Alors, quelles sont les raisons de ce refus ? L’UE avance des excuses techniques en invoquant deux entraves majeures : le manque de sécurité aux frontières et les problèmes rencontrés dans la distribution des passeports biométriques. Or, si le second domaine est dernièrement passé sous compétence des institutions kosovares et que les premiers passeports ont déjà été délivrés, les frontières sont elles toujours gardées par la police européenne (dans le cadre de la judicieuse mission européenne pour l’ordre, la loi et la justice « EULEX », sur laquelle d’ailleurs je ne manquerai pas de revenir prochainement). En clair, l’Europe se reproche à elle-même son incapacité à sécuriser les frontières du pays.
Mais, ce n’est qu’un écran de fumée. En réalité, les raisons de cette mise au ban du Kosovo sont avant tout politiques. En effet, l’UE n’ayant, comme à l’accoutumée, pas réussi  à avoir une position commune sur un sujet, l’indépendance du Kosovo n’a été reconnue que par 22 des 27 Etats membres. Or, une libéralisation est totale, et concerne donc tous les pays européens, ou ne l’est pas. Certains pays pourraient reconnaitre le Kosovo (à l’instar de la Roumanie ou de la Grèce) mais ne le font pas par solidarité avec la Serbie…
Par ailleurs, la libéralisation des visas est une arme pour l’Union Européenne. Depuis quelques mois, c’est Bruxelles qui se pose en médiateur des négociations qui ont repris entre le Kosovo et la Serbie. Il s’agit donc d’un moyen de pression sur les acteurs de la politique kosovare. On leur assure qu’ils peuvent faire figurer la libéralisation sur la liste des promesses de campagnes électorales et en échange ceux-ci promettent de ne pas faire faux bond au processus de négociation. Corrompus jusqu’aux os, les politiques kosovars font ainsi d’excellents pantins de Bruxelles.
Enfin, autre entrave très politisée : l’immigration. Véritable cheval de bataille de bien des campagnes électorales européennes, à commencer par la France. Les kosovars squattent, depuis 1999  et la guerre, le hit parade des demandeurs d’asile. Ouvrir les frontières reviendrait donc à alimenter cette demande qui serait au moins triplée. La frilosité européenne est donc de mise, à tel point que la France et les Pays Bas ont arraché une clause permettant à tout moment une suspension automatique des accords de libéralisation en cas de flux migratoires importants concernant l’Albanie et la Bosnie-Herzégovine.

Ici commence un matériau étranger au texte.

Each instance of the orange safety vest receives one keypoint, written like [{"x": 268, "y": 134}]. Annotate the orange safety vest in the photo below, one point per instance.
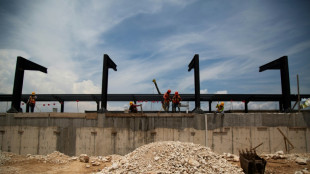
[
  {"x": 32, "y": 100},
  {"x": 176, "y": 99},
  {"x": 166, "y": 97}
]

L’Union Européenne tend donc d’un côté la carotte de la liberté de circulation et, de l’autre côté, suspend au dessus des gouvernements et des citoyens indociles l’épée de Damoclès de la suspension de cette même liberté. Le vœu de Victor Hugo, défenseur de la liberté sous toutes ses formes, de l’Europe des Nations Unies sous l’étendard de valeurs et principes communs semble bien pieux. Au contraire, L’UE se sert de la liberté comme un facteur de division et la marchande selon des critères flous et variables qui ne desservent que ses plus vils intérêts.

Le grand penseur arabe du XIVe siècle Ibn Khaldoun a dit que les civilisations en déclin survivent en imitant leurs vainqueurs. Le Kosovo, et la civilisation albanaise dans son ensemble, n’a de cesse d’imiter l’Europe, de se plier à la moindre de ses exigences, de se rêver en citoyens européens parmi les européens. En est-elle pour autant récompensée ? Non, elle n’éprouve aujourd’hui que l’humiliation d’être le dernier pays à ne pas avoir accès à l’espace Schengen. Seulement, sonnera l’heure à laquelle l’admiration et le rêve européen cesseront pour laisser place à un désenchantement irrémédiable et profond. Regarder vers l’Europe ne sera plus un impératif historique ou une technique d’adaptation.
L’aiguille folle du temps poursuit sa course, et l’Europe de poursuivre la sienne, à contretemps de l’espoir qu’elle suscite.